Genotyping was performed using the Affymetrix SNP 6.0 arrays in the TCGA consortium. Cases are germline-derived DNA samples (peripheral blood or adjacent tissues) of European ancestry; raw . CEL files were downloaded from The Cancer Genome Atlas Data Portal (https://tcga-data.nci.nih.gov) in May 2012. Control samples were obtained from the Myocardial Infarction Genetics Consortium (MIGEN) (phs000294.v1.p1) [20]. Raw CEL files for healthy controls of European ancestry (n = 3,074) were kindly provided by the investigators of that project.

CNV detection

CNVs were called using the PennCNV-Affy6 protocol (2011 Jun16 version) on genome build hg18 (http://www.openbioinformatics.org/penncnv/). PennCNV uses a hidden Markov model that incorporates Log R Ratio (LRR) values, B Allele Frequency, SNP spacing, and population frequency to generate CNV calls for each sample [27]. Low quality samples were eliminated from subsequent analysis using defaults in PennCNVs filter_cnv.pl program in addition to filtering samples with a standard deviation of normalized intensity (LRR) > 0.35. The LRR is a normalized measure of total signal intensity for two alleles of a SNP.

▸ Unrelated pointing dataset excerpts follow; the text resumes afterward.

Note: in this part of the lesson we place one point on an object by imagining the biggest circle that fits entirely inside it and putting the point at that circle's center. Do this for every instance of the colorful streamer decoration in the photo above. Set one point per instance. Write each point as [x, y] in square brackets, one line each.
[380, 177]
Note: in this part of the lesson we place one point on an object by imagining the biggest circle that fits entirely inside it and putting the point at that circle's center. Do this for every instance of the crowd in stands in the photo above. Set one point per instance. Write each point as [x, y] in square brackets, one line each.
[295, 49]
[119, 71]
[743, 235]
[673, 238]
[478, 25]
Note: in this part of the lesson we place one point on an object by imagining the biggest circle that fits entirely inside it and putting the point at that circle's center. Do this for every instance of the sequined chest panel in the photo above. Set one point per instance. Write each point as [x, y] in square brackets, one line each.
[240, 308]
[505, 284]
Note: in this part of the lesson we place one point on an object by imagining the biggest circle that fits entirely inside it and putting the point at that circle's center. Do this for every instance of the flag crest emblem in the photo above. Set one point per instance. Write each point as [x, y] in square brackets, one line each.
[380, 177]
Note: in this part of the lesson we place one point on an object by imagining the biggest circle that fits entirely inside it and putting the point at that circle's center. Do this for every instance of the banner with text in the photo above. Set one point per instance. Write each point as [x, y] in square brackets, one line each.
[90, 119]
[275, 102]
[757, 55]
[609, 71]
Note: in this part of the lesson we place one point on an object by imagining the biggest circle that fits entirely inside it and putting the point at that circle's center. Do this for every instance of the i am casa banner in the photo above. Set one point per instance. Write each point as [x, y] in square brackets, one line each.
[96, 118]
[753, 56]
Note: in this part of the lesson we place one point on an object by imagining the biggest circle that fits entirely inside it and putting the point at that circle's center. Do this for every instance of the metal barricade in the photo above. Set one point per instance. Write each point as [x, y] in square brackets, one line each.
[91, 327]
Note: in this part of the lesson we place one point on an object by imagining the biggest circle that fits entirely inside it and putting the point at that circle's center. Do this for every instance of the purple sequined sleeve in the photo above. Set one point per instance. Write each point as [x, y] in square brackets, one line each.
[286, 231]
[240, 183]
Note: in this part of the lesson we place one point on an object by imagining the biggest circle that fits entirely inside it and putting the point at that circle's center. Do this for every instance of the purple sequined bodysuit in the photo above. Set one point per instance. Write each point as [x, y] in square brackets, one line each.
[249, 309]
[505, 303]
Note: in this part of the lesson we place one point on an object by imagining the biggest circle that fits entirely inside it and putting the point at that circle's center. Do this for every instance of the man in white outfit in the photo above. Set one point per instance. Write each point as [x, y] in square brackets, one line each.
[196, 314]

CNVR detection and association testing

Illustrative examples of germline CNVRs are shown in Figure 2 with the remaining CNVRs (in Table 2) illustrated in (Additional file 3: Figure S1). CNVRuler (v1.3) was used to merge individual CNVs into common CNV regions (CNVR) for each cancer and control set [28]. CNVRs that did not have a recurrence of > 0.1 were filtered from the list. CNVR frequencies between each cancer set and controls were evaluated using two-tailed Fisher’s exact test. Significant (P < 1.0 x 10−4) differences were considered as potential associations. The significance of association was also calculated by using the first component from PCA as a covariate in CNVRuler. PCA analysis was performed using the CNV calls on the CNVR markers for each of the five cancer types [71]. The scatter plots of the first and second principle components show no population stratification in the controls and cases for the five cancer types (Additional file 4: Figure S2). The overlap with known CNVs was determined by counting the number of times each CNVR was observed in the Database of Genomic Variants (DGV) using Release 2012-03-29 [4]. Since CNV boundaries defined by DGV are known to be variable and not entirely accurate, we classified CNVRs observed in fewer than 100 individuals as a rare event.